In Kientzheim, the Gallo-Roman colonists settled at the crossroads of two roman roads. They were the first to plant vineyards on the sunny hillsides of the Weiss valley overhang. These events apparently date back to the time of Emperor Probus – around 50 years BC.
Around the year 1180, Barberossa (Frederick 1st), Emperor of the Holy Roman Empire, crowned in 1155, appropriated a large number of goods, including the donation of an old possession of the Etival monastery (Vosges), quantities of vineyard parcels for which documents would later indicate that they were attributed to the Kaysersberg castle property – hence the origin of the name Schlossberg, castle hill.
The lieu-dit of Schlossberg was identified as of the 14th century. At this time, it was already referred to in property transaction documents. At the end of the 19th century, Schlossberg wines were sold in Rhine wine bottles.
Au XXème siècle, la reconnaissance du site, puis du Grand Cru se fera en plusieurs étapes décisives : en 1928, tout d’abord, les vignerons déterminent des règles de récolte au moyen d’une convention écrite – unanimement respectée. A set of rigorous requirements which Michel Mastrojanni fully understands: This unprecedented approach actually helped Schlossberg be the first lieu-dit, and the only at the time, to benefit in 1975 from the official Alsace Grand Cru appellation (Michel Mastrojanni, Le grand livre des vins d’Alsace, Solar, 1993, p.117). This convention was then consecrated by a decree in 1992, formally attesting its identity of Grand Cru.
Beloved vineyards and land
Schlossberg is on a steep slope and requires terraced farming. Its average plantation density is 5000 vines per hectare.

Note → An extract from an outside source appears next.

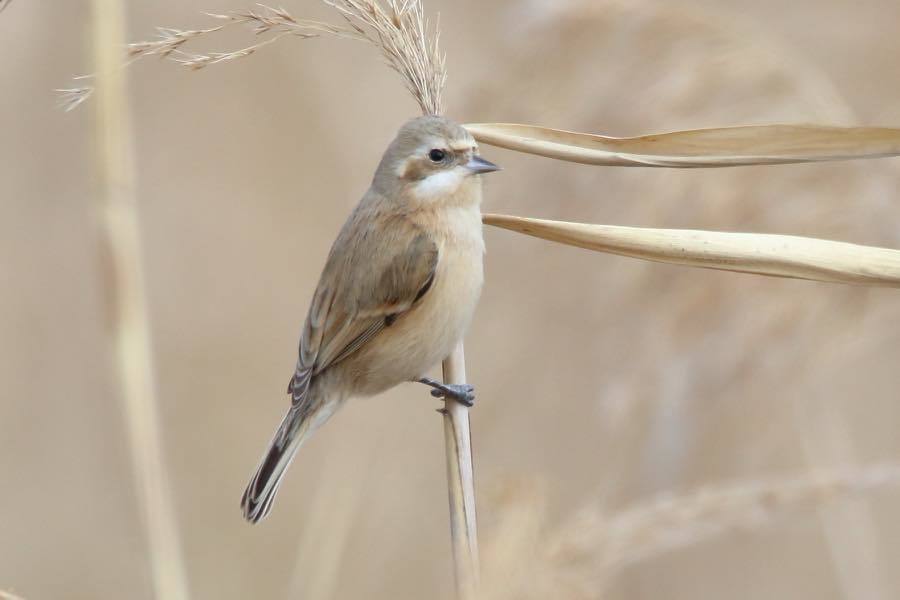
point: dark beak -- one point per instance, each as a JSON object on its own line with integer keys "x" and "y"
{"x": 478, "y": 165}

There is a natural grass cover and light tillage and hoeing is undertaken in the very hilly parts of the Grand Cru.
The terraces and small walls impose additional layout and maintenance work for wine-growers. Respecting the work of bygone generations should be perpetuated as actually their approach was rather avant-gardist considering it was based on a quest for quality.
It’s within this same framework of respecting the earth that wine-growers practice either organic or integrated farming.
Thus the intimate relationship between man and vines express a pursuit of purity relating to its production. Wine-growers savour the grapes, monitoring the ripening, sugar and acidity to extract the quintessence. To obtain the fruit, wine-makers must observe the vines and imagine the wine they want to make. And these dialogues are never the same from year to year.
It’s actually during «average» years that Schlossberg wines reach exemplary balance.
A forward-looking future
The Schlossberg Grand Cru horizon is a perspective which escapes wine-makers today. They are at the prelude of a work which they don’t know will be inspired by the past, absorbed by the future or composed of an alliance of the two. The answer is undoubtedly found in their ability to transform the rich terroir into a flow of quality-bearing dynamics.
For now, wine-makers defend the different grape varieties in the Schlossberg along with their diverse aromas which define the Alsace identity.